La Philharmonie a ouvert ses portes à La Villette en janvier dernier avec à cœur de faire émerger de nouveaux publics pour la musique classique. Dans ce nouvel espace, les grandes formations musicales ont posé bagages. L’Orchestre de Paris a établi sa résidence à la Philharmonie, mais il n’est pas le seul à y avoir aujourd’hui ses habitudes. Les Arts florissants, l’Ensemble contemporain et l’Orchestre national d’Ile-de-France, mais aussi l’Orchestre de chambre de Paris  et les Orchestres régionaux sont autant d’acteurs qui assurent aujourd’hui à la jeune Philharmonie des possibilités infinies de charmer les publics. Car l’enjeu de ce nouvel équipement culturel majeur est de rendre la musique classique accessible à tous, personne ne doit rester sur la touche et chacun peut se sentir concerné. Qu’on soit un mélomane averti ou un novice en la matière, la Philharmonie pense son fonctionnement en vue de transmettre une passion et un art trop souvent victime de préjugés.

En ce sens, la Philharmonie propose une programmation spécifique pour le weekend. Plus familiale, elle aborde la musique classique sous l’angle de la découverte et du partage. Des concerts participatifs permettent aux plus inquiets d’aborder la discipline de façon moins intimidante.

Mais la Philarmonie propose bien plus que des concerts, elle met en place des ateliers pédagogiques et des expositions. En bref, tout une programmation qui permet d’embrasser la musique classique via des angles d’approche différents pour des publics toujours plus variés.

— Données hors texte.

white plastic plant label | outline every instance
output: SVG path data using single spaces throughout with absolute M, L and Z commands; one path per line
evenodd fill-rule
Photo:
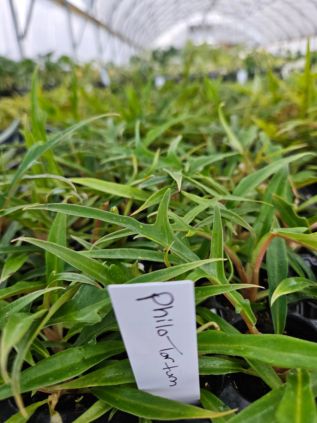
M 199 399 L 194 283 L 108 287 L 138 387 L 188 404 Z

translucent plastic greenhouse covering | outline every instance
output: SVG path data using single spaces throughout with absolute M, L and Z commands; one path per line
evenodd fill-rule
M 120 65 L 189 39 L 298 50 L 317 33 L 317 0 L 0 0 L 0 55 L 14 60 Z

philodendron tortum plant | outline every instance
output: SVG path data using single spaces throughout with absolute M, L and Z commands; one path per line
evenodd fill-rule
M 14 396 L 21 410 L 8 423 L 26 422 L 46 403 L 52 421 L 58 421 L 61 396 L 75 394 L 77 400 L 87 393 L 96 402 L 76 423 L 112 409 L 142 423 L 317 421 L 317 344 L 283 334 L 287 302 L 317 296 L 315 276 L 298 254 L 302 247 L 317 251 L 311 233 L 317 220 L 310 203 L 298 205 L 294 177 L 296 163 L 311 154 L 289 154 L 303 146 L 274 149 L 255 127 L 240 141 L 220 104 L 227 142 L 221 152 L 196 155 L 197 146 L 182 143 L 181 135 L 154 152 L 149 146 L 180 118 L 143 138 L 137 120 L 134 138 L 125 143 L 118 135 L 107 144 L 111 154 L 120 153 L 119 165 L 105 157 L 98 171 L 86 170 L 51 148 L 87 130 L 95 118 L 43 143 L 36 97 L 33 89 L 27 152 L 16 153 L 14 166 L 19 164 L 2 181 L 0 196 L 0 253 L 6 257 L 0 279 L 0 399 Z M 83 177 L 69 177 L 74 168 Z M 287 277 L 290 268 L 298 276 Z M 201 390 L 202 408 L 137 389 L 106 288 L 172 278 L 195 284 L 200 374 L 246 374 L 271 389 L 238 414 L 207 389 Z M 204 307 L 220 294 L 240 313 L 248 333 Z M 274 334 L 259 333 L 254 310 L 260 308 L 270 309 Z M 283 381 L 277 368 L 284 369 Z M 32 402 L 36 391 L 47 398 Z

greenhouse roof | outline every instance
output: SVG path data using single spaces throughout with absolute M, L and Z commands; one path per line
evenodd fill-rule
M 120 64 L 142 48 L 251 47 L 317 32 L 317 0 L 0 0 L 0 55 Z

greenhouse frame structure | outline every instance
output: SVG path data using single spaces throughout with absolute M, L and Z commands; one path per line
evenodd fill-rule
M 142 49 L 242 43 L 314 48 L 317 0 L 0 0 L 0 55 L 120 65 Z

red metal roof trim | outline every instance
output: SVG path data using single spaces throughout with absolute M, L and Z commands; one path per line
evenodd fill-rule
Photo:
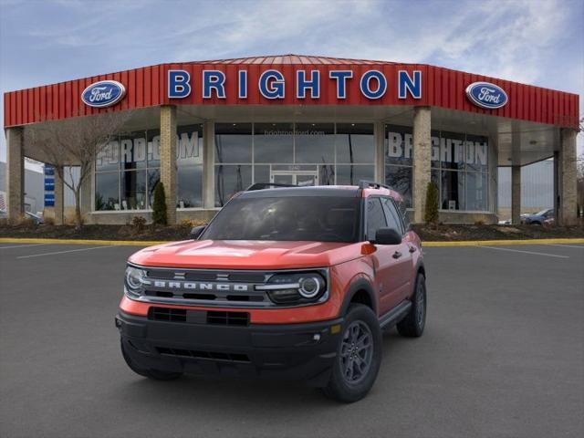
M 271 62 L 270 62 L 271 61 Z M 295 97 L 294 65 L 301 65 L 305 70 L 318 69 L 321 72 L 321 91 L 318 99 L 298 99 Z M 167 71 L 180 68 L 190 72 L 193 92 L 185 99 L 169 99 L 166 94 Z M 248 99 L 237 98 L 236 81 L 225 84 L 226 99 L 203 99 L 199 89 L 203 69 L 214 68 L 224 71 L 230 78 L 237 70 L 245 68 L 248 74 L 248 84 L 257 84 L 259 75 L 269 68 L 278 68 L 286 78 L 286 99 L 270 100 L 253 90 Z M 353 83 L 348 88 L 345 99 L 336 97 L 334 81 L 328 81 L 331 69 L 352 69 Z M 388 80 L 388 91 L 379 99 L 370 100 L 362 96 L 356 83 L 360 75 L 369 69 L 382 71 Z M 397 72 L 399 70 L 422 70 L 422 98 L 405 99 L 397 98 Z M 80 94 L 86 87 L 98 80 L 117 80 L 124 84 L 127 95 L 113 107 L 95 109 L 82 103 Z M 508 96 L 508 104 L 500 110 L 484 110 L 473 105 L 464 94 L 468 84 L 476 81 L 492 82 L 503 88 Z M 253 86 L 252 86 L 253 87 Z M 4 95 L 4 126 L 36 123 L 45 120 L 61 120 L 76 116 L 116 112 L 126 110 L 159 105 L 421 105 L 441 107 L 450 110 L 494 116 L 518 119 L 566 128 L 578 129 L 579 98 L 576 94 L 557 91 L 541 87 L 518 84 L 508 80 L 474 75 L 424 64 L 396 64 L 364 59 L 343 59 L 325 57 L 305 57 L 285 55 L 262 57 L 246 57 L 157 66 L 134 68 L 108 75 L 94 76 L 59 84 L 36 87 L 10 91 Z

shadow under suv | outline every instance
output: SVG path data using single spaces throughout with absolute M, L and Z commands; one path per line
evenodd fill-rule
M 350 402 L 375 381 L 381 329 L 422 335 L 422 245 L 402 197 L 366 182 L 273 186 L 130 257 L 116 326 L 131 370 L 299 379 Z

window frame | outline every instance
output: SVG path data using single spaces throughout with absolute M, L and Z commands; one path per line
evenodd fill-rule
M 385 217 L 385 212 L 383 211 L 383 204 L 381 203 L 381 196 L 379 194 L 371 194 L 363 198 L 363 214 L 364 214 L 364 224 L 363 224 L 363 235 L 364 235 L 364 242 L 370 242 L 371 240 L 368 236 L 369 232 L 369 207 L 367 203 L 371 199 L 377 199 L 380 203 L 380 206 L 381 207 L 381 213 L 383 214 L 383 218 L 385 220 L 385 226 L 387 227 L 387 217 Z M 378 228 L 379 229 L 379 228 Z M 376 230 L 377 232 L 377 230 Z

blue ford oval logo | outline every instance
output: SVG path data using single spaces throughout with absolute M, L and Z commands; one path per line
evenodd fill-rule
M 115 105 L 126 95 L 126 88 L 116 80 L 94 82 L 81 93 L 81 100 L 94 108 Z
M 507 94 L 501 87 L 489 82 L 473 82 L 466 87 L 466 96 L 477 107 L 496 110 L 507 104 Z

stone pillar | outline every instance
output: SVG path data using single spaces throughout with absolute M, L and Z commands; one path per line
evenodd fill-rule
M 25 157 L 23 129 L 6 130 L 6 209 L 11 223 L 25 214 Z
M 161 182 L 166 194 L 166 220 L 176 224 L 176 107 L 161 107 Z
M 203 126 L 203 207 L 215 208 L 215 124 Z
M 65 208 L 65 193 L 63 187 L 63 180 L 59 176 L 59 171 L 62 174 L 64 169 L 57 169 L 55 166 L 55 224 L 62 225 L 64 224 L 64 208 Z
M 432 114 L 430 107 L 415 107 L 413 112 L 413 222 L 423 222 L 426 191 L 432 159 Z
M 511 166 L 511 224 L 521 224 L 521 166 Z
M 373 128 L 375 139 L 375 182 L 385 183 L 385 123 L 378 121 Z
M 577 162 L 576 162 L 576 130 L 561 130 L 561 149 L 558 154 L 558 208 L 556 212 L 558 224 L 573 225 L 577 216 Z

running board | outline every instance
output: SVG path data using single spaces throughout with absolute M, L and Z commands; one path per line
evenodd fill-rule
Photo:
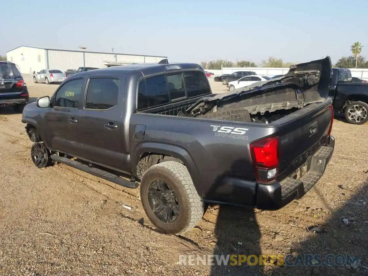
M 53 160 L 60 163 L 65 164 L 75 169 L 80 170 L 88 173 L 100 177 L 103 179 L 110 181 L 116 184 L 132 189 L 135 189 L 138 187 L 138 183 L 133 182 L 121 178 L 118 176 L 108 172 L 97 168 L 89 167 L 80 162 L 72 160 L 66 157 L 61 157 L 56 154 L 50 156 Z

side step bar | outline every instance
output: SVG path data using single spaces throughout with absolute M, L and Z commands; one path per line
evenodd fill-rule
M 124 187 L 135 189 L 138 187 L 138 183 L 121 178 L 118 176 L 109 173 L 97 168 L 89 167 L 86 165 L 82 164 L 80 162 L 72 160 L 66 157 L 60 157 L 56 154 L 53 154 L 51 156 L 51 159 L 60 163 L 72 167 L 75 169 L 80 170 L 86 173 L 93 174 L 96 176 L 100 177 L 103 179 L 121 185 Z

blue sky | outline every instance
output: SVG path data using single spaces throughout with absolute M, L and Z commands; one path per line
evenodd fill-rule
M 167 56 L 303 62 L 351 54 L 368 57 L 368 1 L 140 0 L 3 2 L 0 54 L 24 45 Z M 9 25 L 6 24 L 8 22 Z

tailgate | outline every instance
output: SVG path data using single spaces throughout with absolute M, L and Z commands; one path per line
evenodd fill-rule
M 333 118 L 332 104 L 329 97 L 272 123 L 279 127 L 278 180 L 298 173 L 299 168 L 306 166 L 307 161 L 325 144 Z M 308 163 L 310 167 L 310 162 Z

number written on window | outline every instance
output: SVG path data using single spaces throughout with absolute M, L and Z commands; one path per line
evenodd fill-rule
M 66 97 L 74 97 L 74 92 L 72 91 L 67 91 L 65 92 Z

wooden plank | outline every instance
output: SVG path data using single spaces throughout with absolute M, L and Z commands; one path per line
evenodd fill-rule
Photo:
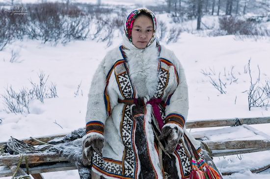
M 34 179 L 45 179 L 43 176 L 40 174 L 31 174 Z
M 270 123 L 270 117 L 257 118 L 241 118 L 221 119 L 207 119 L 198 121 L 190 121 L 186 123 L 186 127 L 188 129 L 203 128 L 213 127 L 232 126 L 240 124 L 237 122 L 241 122 L 242 124 L 260 124 Z
M 244 124 L 243 125 L 243 127 L 245 128 L 245 129 L 247 129 L 249 130 L 249 131 L 251 131 L 252 132 L 253 132 L 255 134 L 259 135 L 262 136 L 263 137 L 265 137 L 266 139 L 270 139 L 270 135 L 268 135 L 267 134 L 265 134 L 262 131 L 260 131 L 259 130 L 257 130 L 257 129 L 255 129 L 254 128 L 249 126 L 248 125 Z
M 268 150 L 267 149 L 247 149 L 235 150 L 212 150 L 212 157 L 218 157 L 222 156 L 232 156 L 233 155 L 252 153 L 253 152 L 262 152 Z
M 264 149 L 270 150 L 270 140 L 223 140 L 204 141 L 211 150 Z
M 56 153 L 26 154 L 25 155 L 27 157 L 28 164 L 67 160 L 65 157 L 59 157 L 58 154 Z M 1 156 L 0 157 L 0 166 L 16 165 L 20 157 L 20 156 L 19 155 Z M 25 163 L 24 158 L 22 163 Z
M 190 121 L 186 123 L 187 128 L 203 128 L 213 127 L 224 127 L 234 126 L 236 124 L 240 124 L 237 121 L 240 121 L 242 124 L 260 124 L 270 123 L 270 117 L 257 118 L 228 118 L 221 119 L 207 119 Z M 34 137 L 43 142 L 48 142 L 57 137 L 62 137 L 69 133 L 53 134 L 47 136 Z M 20 140 L 33 145 L 40 145 L 41 143 L 31 138 L 26 138 Z M 6 143 L 7 141 L 0 142 L 0 147 Z
M 260 168 L 254 168 L 254 169 L 252 169 L 251 170 L 249 170 L 250 171 L 250 172 L 251 172 L 252 173 L 260 173 L 261 172 L 262 172 L 265 170 L 267 170 L 269 168 L 270 168 L 270 164 L 269 165 L 265 165 L 265 166 L 264 166 L 262 167 L 260 167 Z M 233 172 L 222 172 L 222 175 L 223 176 L 227 176 L 227 175 L 231 175 L 235 173 L 238 173 L 240 171 L 234 171 Z
M 29 167 L 29 173 L 32 175 L 77 169 L 76 167 L 74 165 L 69 162 L 59 162 L 54 165 L 52 165 L 51 163 L 44 163 L 37 166 L 35 166 L 33 167 Z M 8 167 L 4 166 L 0 167 L 2 167 L 0 168 L 0 177 L 10 177 L 12 176 L 12 172 Z M 26 171 L 26 168 L 22 168 L 22 169 L 24 171 Z
M 39 136 L 36 137 L 34 137 L 35 139 L 37 139 L 38 140 L 40 140 L 42 142 L 48 142 L 50 140 L 53 140 L 54 138 L 57 138 L 57 137 L 63 137 L 65 136 L 66 136 L 67 134 L 69 134 L 69 133 L 66 133 L 66 134 L 53 134 L 50 135 L 47 135 L 47 136 Z M 42 143 L 33 139 L 33 138 L 31 138 L 30 137 L 29 138 L 23 138 L 21 139 L 20 139 L 20 140 L 26 143 L 27 144 L 33 145 L 41 145 L 42 144 Z M 2 146 L 4 144 L 5 144 L 7 141 L 2 141 L 0 142 L 0 147 Z

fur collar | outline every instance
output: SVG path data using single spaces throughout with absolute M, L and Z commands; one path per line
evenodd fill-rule
M 124 43 L 123 43 L 124 44 Z M 136 97 L 154 96 L 158 85 L 159 52 L 155 42 L 143 49 L 125 49 L 130 77 Z M 125 46 L 125 44 L 123 44 Z

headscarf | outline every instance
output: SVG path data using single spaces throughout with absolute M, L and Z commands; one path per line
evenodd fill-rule
M 155 16 L 155 14 L 149 9 L 145 8 L 139 8 L 133 10 L 128 16 L 127 20 L 126 20 L 126 23 L 125 23 L 125 33 L 126 35 L 126 37 L 128 39 L 129 42 L 131 43 L 131 44 L 132 44 L 132 37 L 131 35 L 131 33 L 132 31 L 133 24 L 134 23 L 134 22 L 135 21 L 135 20 L 138 17 L 138 15 L 142 11 L 144 11 L 151 15 L 151 16 L 152 17 L 152 19 L 153 20 L 153 23 L 154 24 L 154 32 L 153 33 L 152 38 L 149 41 L 149 43 L 148 43 L 147 45 L 146 45 L 146 47 L 148 47 L 155 40 L 155 33 L 157 30 L 157 27 L 158 25 L 157 19 L 156 19 L 156 16 Z

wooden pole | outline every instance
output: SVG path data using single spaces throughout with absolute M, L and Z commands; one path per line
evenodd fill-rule
M 270 123 L 270 117 L 194 120 L 187 122 L 186 127 L 188 129 L 193 129 L 239 126 L 244 124 L 250 125 L 266 123 Z

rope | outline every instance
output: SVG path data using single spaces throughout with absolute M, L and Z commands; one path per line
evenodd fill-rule
M 43 144 L 48 145 L 50 146 L 54 146 L 54 145 L 50 144 L 48 144 L 48 143 L 42 142 L 42 141 L 38 140 L 36 138 L 34 138 L 34 137 L 30 137 L 30 138 L 31 138 L 33 140 L 36 140 L 36 141 L 38 141 L 38 142 L 40 142 L 42 144 Z
M 32 145 L 22 142 L 12 136 L 6 143 L 6 146 L 8 152 L 12 152 L 16 154 L 46 153 L 51 147 L 51 146 L 47 146 L 39 149 Z
M 211 158 L 211 159 L 213 159 L 213 157 L 212 156 L 212 151 L 211 151 L 211 150 L 210 149 L 209 149 L 209 147 L 208 147 L 208 146 L 207 145 L 207 144 L 206 144 L 206 143 L 205 142 L 204 142 L 202 140 L 200 140 L 201 142 L 202 143 L 202 144 L 203 144 L 203 145 L 204 146 L 204 147 L 205 147 L 205 149 L 206 149 L 206 151 L 207 151 L 207 153 L 208 153 L 208 155 L 209 156 L 209 157 L 210 157 L 210 158 Z
M 24 155 L 21 155 L 21 156 L 20 157 L 20 158 L 19 159 L 19 162 L 18 162 L 18 164 L 17 165 L 17 167 L 16 168 L 15 171 L 14 172 L 14 174 L 12 176 L 12 177 L 11 178 L 11 179 L 31 179 L 31 178 L 29 176 L 29 175 L 27 175 L 27 176 L 26 176 L 26 175 L 24 175 L 24 176 L 20 175 L 19 177 L 15 177 L 16 175 L 17 175 L 17 174 L 18 173 L 18 172 L 19 171 L 19 170 L 21 170 L 20 168 L 20 166 L 22 164 L 22 161 L 23 161 L 23 157 L 24 157 Z M 26 157 L 25 157 L 25 158 L 26 158 L 26 164 L 27 165 L 27 168 L 28 168 L 28 162 L 27 162 L 27 157 L 26 156 Z M 27 175 L 29 175 L 29 169 L 27 169 Z
M 2 154 L 5 154 L 5 150 L 4 149 L 5 147 L 6 146 L 6 145 L 4 144 L 0 147 L 0 156 L 1 156 Z
M 243 119 L 239 119 L 238 117 L 236 117 L 235 118 L 235 122 L 234 123 L 234 125 L 233 125 L 233 126 L 242 126 L 244 123 L 244 121 L 243 121 Z

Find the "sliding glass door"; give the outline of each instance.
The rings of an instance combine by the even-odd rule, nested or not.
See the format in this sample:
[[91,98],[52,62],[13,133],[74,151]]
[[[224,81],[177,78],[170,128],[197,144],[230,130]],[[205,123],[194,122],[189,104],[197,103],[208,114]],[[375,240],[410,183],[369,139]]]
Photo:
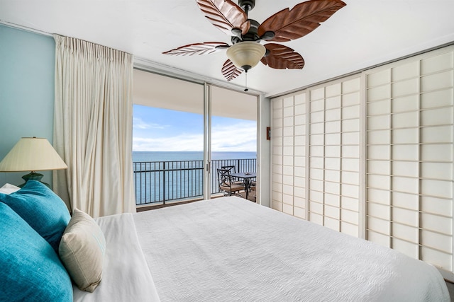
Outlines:
[[220,196],[221,166],[256,172],[257,97],[138,69],[133,94],[138,206]]

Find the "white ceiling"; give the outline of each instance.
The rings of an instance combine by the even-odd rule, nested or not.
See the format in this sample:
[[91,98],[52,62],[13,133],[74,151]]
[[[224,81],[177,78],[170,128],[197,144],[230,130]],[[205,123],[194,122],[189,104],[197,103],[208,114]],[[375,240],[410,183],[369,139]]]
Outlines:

La Philharmonie regroupe aujourd’hui en son sein la programmation classique parisienne et certains ont pu déplorer la fin de la salle Pleyel comme lieu de référence dans ce domaine. Désormais propriété de Fimalac, la salle Pleyel s’apprête à connaître une nouvelle ère qui je le souhaite, sera d’aussi grande qualité que celle qui s’est achevée, seulement dans un registre différent : plus de danse, de jazz, de variété… et l’objectif d’accueillir un plus large public.

La Mairie du 17e est de ceux qui ont eu du mal à faire leur deuil, à tel point qu’elle a organisé un concert de soutien dans ses murs pour que l’historique salle Art déco de la salle Pleyel, conserve une programmation classique. Je rappelle que la droite parisienne a soutenu le projet de la Philharmonie et que dès le départ il a été question de ne plus programmer de classique salle Pleyel.

Si la Mairie du 17eme a bien pour charge l’animation locale de l’arrondissement, et que toute manifestation culturelle est la bienvenue, il n’en demeure pas moins qu’il est regrettable qu’un concert se transforme en objet de propagande. L’initiative se chiffre tout de même à plus de 5000 euros. Rappelons que le budget de la mairie d’arrondissement alloué par la Mairie de Paris doit être avant tout consacré aux travaux urgents dans les écoles, aux investissements d’intérêt locaux et ne doit pas être utilisé à des fins politiciennes.